A multiartista amazonense Márcia Kambeba em ensaio fotográfico promocional (Divulgação/Assessoria)
Adrisa De Góes – Da Revista Cenarium

MANAUS (AM) – A multiartista e indígena amazonense Márcia Kambeba vai ter o poema “Kumiça Jenó” (“Ouvir e Falar”, em português), escrito na língua Tupi Kambeba, exposto na segunda edição da “Festa da Luz”, a partir dessa quinta-feira, 11, até o domingo, 14. O festival mistura arte pública, música, tecnologia e arquitetura nas ruas de Belo Horizonte (MG).

Como parte do circuito de arte interativa, a criação poética será estampada em um letreiro na fachada do edifício Chagas Dória, uma construção histórica localizada no Baixo Centro da capital mineira. A participação da escritora, no evento, levará, pela primeira vez, poesia escrita na língua indígena e traduzida para a língua portuguesa, visando destacar a literatura amazônica e dos povos originários.

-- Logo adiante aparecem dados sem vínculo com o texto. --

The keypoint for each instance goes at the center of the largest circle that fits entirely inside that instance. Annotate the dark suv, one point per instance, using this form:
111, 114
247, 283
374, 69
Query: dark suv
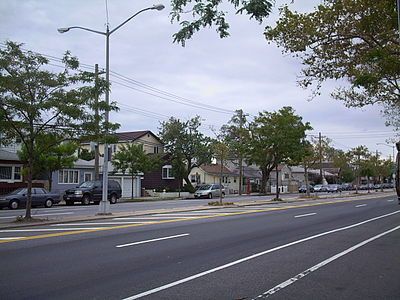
91, 191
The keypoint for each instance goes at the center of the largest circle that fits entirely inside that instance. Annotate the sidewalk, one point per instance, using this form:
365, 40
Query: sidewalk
69, 219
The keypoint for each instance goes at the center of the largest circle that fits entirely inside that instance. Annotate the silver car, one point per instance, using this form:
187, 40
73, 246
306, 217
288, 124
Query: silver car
209, 191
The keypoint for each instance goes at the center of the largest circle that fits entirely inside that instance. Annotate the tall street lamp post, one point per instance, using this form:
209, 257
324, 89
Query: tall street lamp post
104, 207
391, 146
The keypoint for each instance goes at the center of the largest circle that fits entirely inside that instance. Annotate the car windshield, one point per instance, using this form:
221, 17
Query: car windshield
87, 184
204, 187
19, 191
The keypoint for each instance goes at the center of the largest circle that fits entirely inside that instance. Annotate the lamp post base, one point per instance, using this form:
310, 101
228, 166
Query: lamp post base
104, 209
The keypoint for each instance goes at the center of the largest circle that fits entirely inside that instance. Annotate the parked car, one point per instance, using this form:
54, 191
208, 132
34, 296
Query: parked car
320, 188
209, 191
303, 188
334, 188
92, 191
19, 197
346, 186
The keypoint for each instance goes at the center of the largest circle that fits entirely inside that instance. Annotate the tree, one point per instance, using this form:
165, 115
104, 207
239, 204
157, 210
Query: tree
207, 13
235, 133
276, 138
356, 40
35, 102
86, 154
133, 160
368, 168
186, 145
51, 153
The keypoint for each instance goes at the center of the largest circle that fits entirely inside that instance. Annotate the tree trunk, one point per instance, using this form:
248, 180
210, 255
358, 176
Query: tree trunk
264, 179
277, 182
28, 215
306, 180
220, 183
240, 174
132, 187
50, 180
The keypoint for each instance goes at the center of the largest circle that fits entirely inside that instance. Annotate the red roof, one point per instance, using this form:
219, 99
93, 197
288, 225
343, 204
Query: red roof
216, 169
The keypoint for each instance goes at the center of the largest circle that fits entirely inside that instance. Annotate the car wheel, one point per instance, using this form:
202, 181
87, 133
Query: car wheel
48, 203
113, 199
14, 204
86, 200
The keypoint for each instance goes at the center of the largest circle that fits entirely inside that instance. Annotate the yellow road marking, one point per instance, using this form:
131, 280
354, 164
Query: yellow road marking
66, 233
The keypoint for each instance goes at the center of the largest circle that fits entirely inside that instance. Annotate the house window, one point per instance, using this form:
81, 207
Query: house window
17, 173
88, 176
5, 172
68, 176
167, 172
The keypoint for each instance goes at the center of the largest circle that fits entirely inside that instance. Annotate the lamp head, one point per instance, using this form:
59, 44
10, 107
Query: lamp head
62, 30
158, 6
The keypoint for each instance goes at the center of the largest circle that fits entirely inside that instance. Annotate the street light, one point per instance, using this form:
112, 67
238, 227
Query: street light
104, 207
388, 146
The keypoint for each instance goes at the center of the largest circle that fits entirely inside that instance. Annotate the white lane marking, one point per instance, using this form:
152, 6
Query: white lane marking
50, 229
321, 264
153, 218
198, 275
305, 215
153, 240
39, 215
99, 223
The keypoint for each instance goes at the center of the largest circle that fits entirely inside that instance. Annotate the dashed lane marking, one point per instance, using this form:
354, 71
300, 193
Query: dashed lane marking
305, 215
153, 240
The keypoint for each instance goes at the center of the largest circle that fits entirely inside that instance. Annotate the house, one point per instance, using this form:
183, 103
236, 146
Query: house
211, 173
155, 180
84, 171
251, 175
313, 175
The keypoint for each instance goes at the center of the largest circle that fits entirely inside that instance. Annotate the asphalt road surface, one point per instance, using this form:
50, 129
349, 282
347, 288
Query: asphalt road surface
61, 211
343, 249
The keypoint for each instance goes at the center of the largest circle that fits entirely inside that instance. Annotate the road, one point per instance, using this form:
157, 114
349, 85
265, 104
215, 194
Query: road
342, 249
61, 212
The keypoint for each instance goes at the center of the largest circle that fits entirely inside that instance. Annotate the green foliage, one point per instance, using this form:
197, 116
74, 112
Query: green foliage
208, 13
35, 102
346, 175
86, 154
185, 144
356, 40
276, 138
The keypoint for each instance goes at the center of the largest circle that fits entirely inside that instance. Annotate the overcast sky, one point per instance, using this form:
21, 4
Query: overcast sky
152, 76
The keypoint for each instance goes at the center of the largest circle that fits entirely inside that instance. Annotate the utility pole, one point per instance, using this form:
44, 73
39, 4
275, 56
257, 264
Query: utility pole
240, 152
96, 118
320, 157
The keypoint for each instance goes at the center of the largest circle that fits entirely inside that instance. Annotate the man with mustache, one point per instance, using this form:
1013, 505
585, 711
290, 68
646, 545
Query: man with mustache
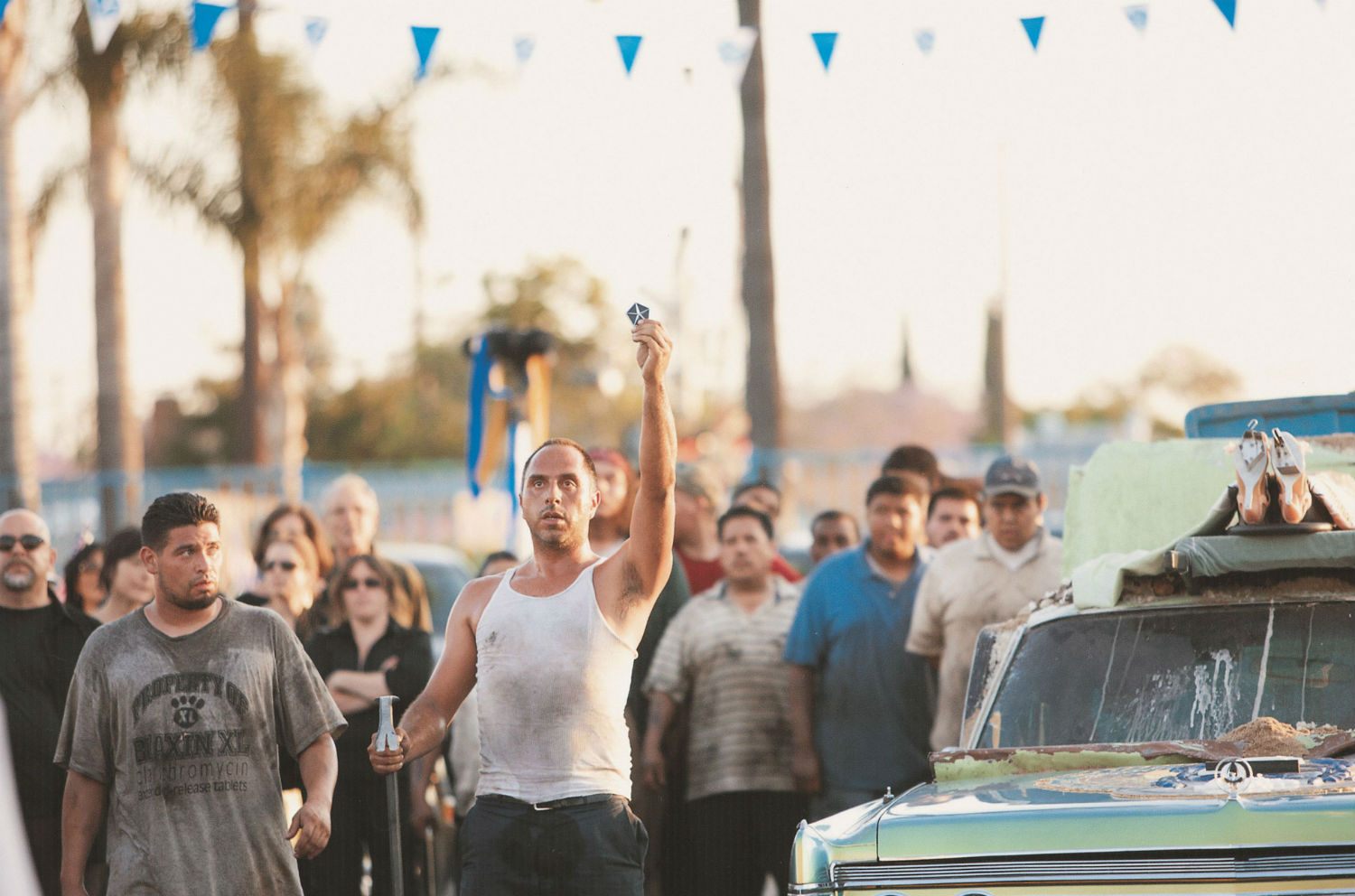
175, 717
40, 641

Natural do Alto Solimões, nascida e criada na aldeia Belém do Solimões, da etnia Tikuna, em Tabatinga (distante 1.106 quilômetros de Manaus), Márcia Kambeba é filha de pai e mãe pertencentes à etnia Omágua/Kambeba e Kokama. À REVISTA CENARIUM, ela afirmou que é preciso fortalecer a resistência indígena nos mais diversos espaços da sociedade.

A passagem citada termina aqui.